Ayotzinapa debe ser un punto de inflexión en nuestra convivencia. Un punto final. En la década de los sesenta y setenta, el régimen autoritario silenciaba la libertad, la pluralidad y la rebeldía juvenil, a través de la fuerza, de la coacción irracional, de la violencia de Estado. Una sociedad conmocionada por la muerte de sus jóvenes encontró en la democracia el mecanismo, los dispositivos y el instrumental para contener los abusos del poder. Ahí empezó la transición democrática: en la deslegitimación de un régimen que nulificaba las libertades de pensamiento, de opinión, de expresión y de elección por miedo a la competencia y a la alternancia. Ahí despertó una generación que, décadas después, tomó el mando de su propio destino y provocó el cambio gradual, el mejorismo como vía, la ruta institucional como hoja de ruta. La memoria de los caídos es el testimonio vivo de los que, sin hablar, se hicieron oír; sin vida lograron cambiar nuestra existencia.
La pregunta que como sociedad nos tenemos que hacer es muy simple: ¿cómo hacer que las vidas humanas que hemos perdido frente al crimen organizado, frente a la impunidad o frente a la corrupción de las autoridades políticas no sean en vano? Hace unas cuantas décadas, una generación, la de Tlatelolco y la del Jueves de Corpus, decidieron labrar un régimen democrático para no repetir esa absurda e irracional manifestación de violencia. Nuestra generación, la de Ayotzinapa, debe asumir como objetivo instaurar un auténtico Estado de derecho en nuestro país. Un régimen en el que impere la legalidad, en el que la amenaza de represalias sea creíble, en el que quien infrinja la ley pague las consecuencias, pero también pueda recuperar un lugar en la sociedad después de saldar sus deudas con ella. Un modelo institucional en el que las policías sean confiables, profesionales, y no el brazo armado y con placa de los delincuentes.
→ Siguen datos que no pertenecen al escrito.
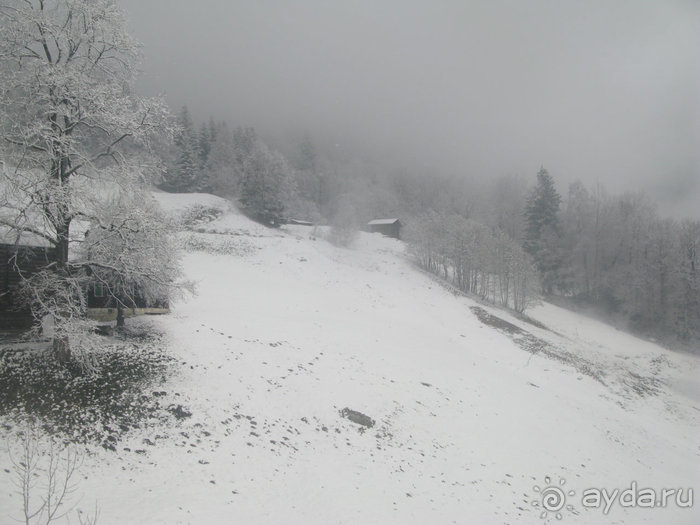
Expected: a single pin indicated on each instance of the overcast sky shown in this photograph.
(597, 90)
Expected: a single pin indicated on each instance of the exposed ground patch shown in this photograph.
(120, 391)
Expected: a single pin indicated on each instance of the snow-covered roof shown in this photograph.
(376, 222)
(10, 236)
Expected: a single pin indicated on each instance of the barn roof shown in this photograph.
(376, 222)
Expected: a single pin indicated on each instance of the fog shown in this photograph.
(595, 90)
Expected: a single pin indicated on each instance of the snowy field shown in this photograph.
(472, 407)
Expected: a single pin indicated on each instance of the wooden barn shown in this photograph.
(17, 261)
(388, 227)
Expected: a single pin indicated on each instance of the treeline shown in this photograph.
(502, 239)
(238, 164)
(617, 254)
(475, 259)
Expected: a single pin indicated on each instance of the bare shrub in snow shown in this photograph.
(45, 477)
(217, 244)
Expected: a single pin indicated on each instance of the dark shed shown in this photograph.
(388, 227)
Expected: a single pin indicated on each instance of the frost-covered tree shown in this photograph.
(129, 250)
(542, 231)
(183, 175)
(265, 178)
(68, 122)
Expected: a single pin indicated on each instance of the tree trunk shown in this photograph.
(120, 317)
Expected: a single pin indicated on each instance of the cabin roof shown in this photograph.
(376, 222)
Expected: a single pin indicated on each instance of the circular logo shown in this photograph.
(552, 498)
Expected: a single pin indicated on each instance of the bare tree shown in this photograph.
(68, 122)
(45, 475)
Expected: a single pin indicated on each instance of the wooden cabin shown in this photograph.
(388, 227)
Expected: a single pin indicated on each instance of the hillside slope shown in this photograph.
(472, 407)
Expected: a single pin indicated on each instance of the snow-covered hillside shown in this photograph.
(473, 408)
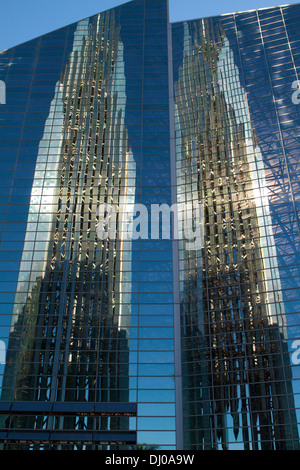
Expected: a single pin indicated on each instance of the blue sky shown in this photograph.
(22, 20)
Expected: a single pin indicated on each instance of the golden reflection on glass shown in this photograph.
(237, 379)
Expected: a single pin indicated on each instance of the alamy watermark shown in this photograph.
(126, 221)
(295, 95)
(2, 92)
(2, 352)
(296, 353)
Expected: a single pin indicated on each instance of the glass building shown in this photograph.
(116, 342)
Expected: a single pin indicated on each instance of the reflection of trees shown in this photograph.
(235, 359)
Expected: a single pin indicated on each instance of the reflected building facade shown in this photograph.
(116, 342)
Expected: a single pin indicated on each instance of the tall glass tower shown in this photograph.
(138, 337)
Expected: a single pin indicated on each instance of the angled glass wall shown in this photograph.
(236, 316)
(110, 343)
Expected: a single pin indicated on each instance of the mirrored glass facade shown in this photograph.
(118, 342)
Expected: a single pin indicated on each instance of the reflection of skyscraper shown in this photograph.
(167, 343)
(235, 360)
(69, 336)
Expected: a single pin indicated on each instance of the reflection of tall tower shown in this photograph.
(237, 379)
(69, 335)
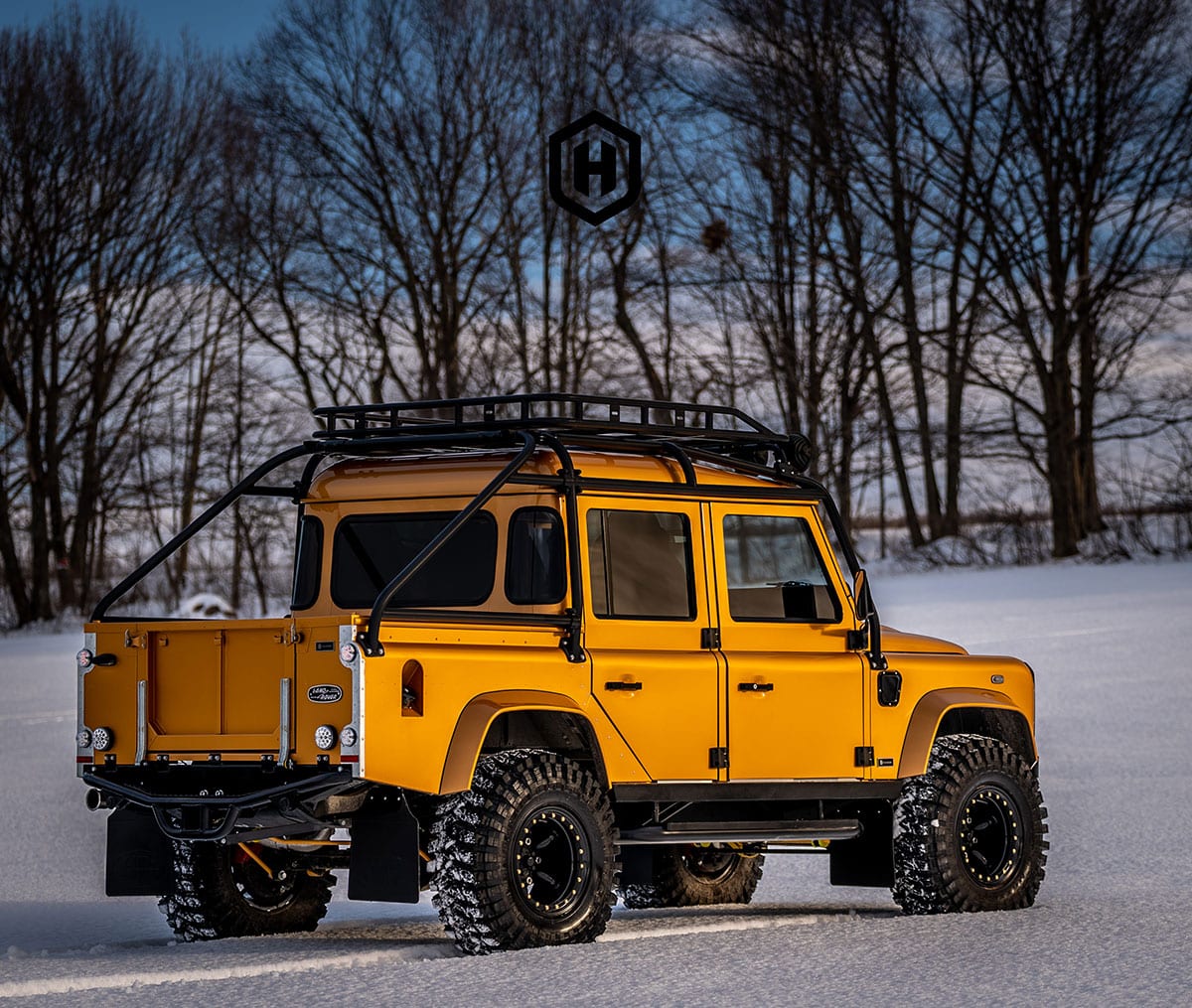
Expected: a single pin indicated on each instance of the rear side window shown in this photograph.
(371, 549)
(308, 562)
(642, 565)
(535, 570)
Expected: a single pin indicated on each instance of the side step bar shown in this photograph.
(743, 832)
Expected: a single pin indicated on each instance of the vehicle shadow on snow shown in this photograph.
(33, 930)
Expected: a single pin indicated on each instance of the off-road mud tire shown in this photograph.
(527, 857)
(692, 876)
(220, 893)
(969, 834)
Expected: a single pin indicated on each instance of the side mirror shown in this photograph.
(861, 597)
(870, 634)
(862, 603)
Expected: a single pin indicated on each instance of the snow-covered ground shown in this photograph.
(1113, 924)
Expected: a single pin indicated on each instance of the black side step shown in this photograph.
(743, 832)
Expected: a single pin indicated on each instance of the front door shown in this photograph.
(645, 610)
(796, 693)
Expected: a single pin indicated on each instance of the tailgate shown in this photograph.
(191, 690)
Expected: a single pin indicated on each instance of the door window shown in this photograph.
(775, 571)
(535, 570)
(641, 565)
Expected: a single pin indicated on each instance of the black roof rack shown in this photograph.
(721, 430)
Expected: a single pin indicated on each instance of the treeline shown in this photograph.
(948, 239)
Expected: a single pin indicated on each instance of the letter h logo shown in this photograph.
(600, 148)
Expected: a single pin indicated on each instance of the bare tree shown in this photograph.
(1085, 216)
(99, 138)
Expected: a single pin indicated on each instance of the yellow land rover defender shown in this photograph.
(541, 650)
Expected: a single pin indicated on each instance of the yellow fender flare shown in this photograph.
(921, 733)
(477, 717)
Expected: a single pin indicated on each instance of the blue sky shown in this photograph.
(214, 24)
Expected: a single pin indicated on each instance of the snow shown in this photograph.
(1113, 924)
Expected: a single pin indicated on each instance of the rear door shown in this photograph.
(647, 606)
(796, 695)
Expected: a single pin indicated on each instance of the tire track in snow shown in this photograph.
(61, 985)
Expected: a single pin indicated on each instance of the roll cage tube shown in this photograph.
(247, 487)
(372, 645)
Un conjunto de reglas e instituciones que garanticen los derechos de cada uno y que hagan valer efectivamente nuestros deberes.
Ayotzinapa debe ser el motivo central para reabrir la discusión sobre nuestro federalismo. Ese modelo de descentralización rígido que distribuye por igual las atribuciones, pero que es ciego a las capacidades materiales de sus componentes para cumplirlas. ¿Es socialmente útil que los municipios tengan a su cargo la función de seguridad pública cuando la realidad los rebasa día con día? ¿Estamos condenados a que los bajos salarios de los policías y su mínima profesionalización provoquen que queden en manos de los delincuentes? ¿Qué debe pasar para reconocer que necesitamos fortalecer las capacidades institucionales, crear incentivos e introducir sanciones eficaces para las autoridades políticas que se entreguen al crimen por miedo o por dinero?
Vendrán investigaciones, hipótesis ministeriales, expedientes judiciales y cientos de declaraciones de las autoridades involucradas. Ninguna devolverá la vida. Si como sociedad aspiramos a no perder la esperanza, debemos dar sentido a la conmoción y a la indignación. Emprender, juntos, el proyecto de forjar un auténtico Estado de derecho, un régimen de leyes, de derechos y de deberes. Como tributo a cada vida humana que se perdió, pero que pudo haberse evitado.